What is wrong with everyone? Have we lost our national “edit” button? (I’ll answer my own question, because the answer is obvious: Yes.)
The F-bomb has long been with us, but the growing tendency to cheerfully, unhesitatingly use it in any old circumstance is something new and alarming. Forget venturing into R-rated movies or edgy art galleries: Take your kid into a random gift shop in the Texas hill country these days, and you might find cutesy hand towels embroidered with swear words that would have made young Larry King faint. Beto O’Rourke, always game to roll on the bad-idea bandwagon, gained notoriety during his Senate campaign for letting an impressive parade of F-bombs fly. Self-help books with the F-word fly off the shelves, even though — at least in the humble opinion of this writer, who grew up in the famously repressed rolling fields of the American Midwest — “The Life-Changing Magic of Not Giving a Rip” would make for just as compelling a title as “The Life-Changing Magic of Not Giving a” — well, I’ll stop there. You know what word is coming next.
It gets worse: Just last week, Burger King, which is gross even without the help of swear words, launched a series of mood-themed “Real Meals,” questionable foodstuffs boxed with wonderfully poetic names like — you guessed it — the DGAF Meal. (DGAF, in case you’re still gloriously unaware, stands for “Don’t Give a [You Know What].”)
Weirdly, Burger King released these meal deals as part of “Mental-Health Awareness” month. That seems paradoxical at best, but since we’re speaking of mental health, let’s take this moment to get philosophical. My crusade against the public explosion of the F-bomb, you see, goes beyond simple manners. Much like, say, The Lego Batman Movie, it is far deeper than it appears.
In many ways, words can shape our very perception of reality. Edward Sapir, who helped develop the hypothesis of linguistic relativity in the 1930s, put it this way: “Human beings . . . are very much at the mercy of the particular language which has become the medium of expression for their society. . . . The fact of the matter is that the ‘real world’ is to a large extent unconsciously built up on the language habits of the group.”
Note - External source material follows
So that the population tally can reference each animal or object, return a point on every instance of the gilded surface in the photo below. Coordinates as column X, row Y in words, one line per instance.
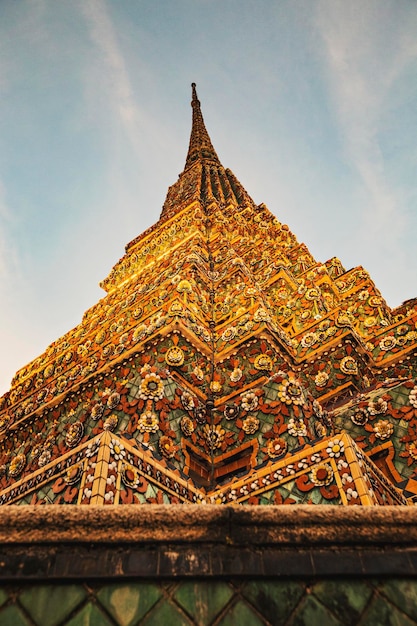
column 224, row 364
It’s a radical idea, but what if it contains a grain of truth? What does our society’s thunderstorm of public F-bombs do to our greater sensibility, cultural or otherwise? When the worst swear word becomes commonplace, what do we use to describe the truly horrific? What happened to mystery and subtlety? For that matter, what happened to the fashion sense of people who regularly sport shirts that evoke memories of the early routines of Andrew Dice Clay?
It is no surprise, I suppose, that the F-bomb has become ubiquitous as our culture’s exhibitionism has gotten out of control. But here we can draw at least one consolation: Back at the Friars Club in the Sixties, the F-word was shocking and rare, at least when uttered in public. Today, it’s emblazoned in insouciant acronyms on the packaging of mass-produced Burger King meals.
Behold, America: The F-bomb has officially entered the realm of the hopelessly banal. Who knows? Perhaps if we’re lucky, Americans will get bored with using it — and that might just save us all.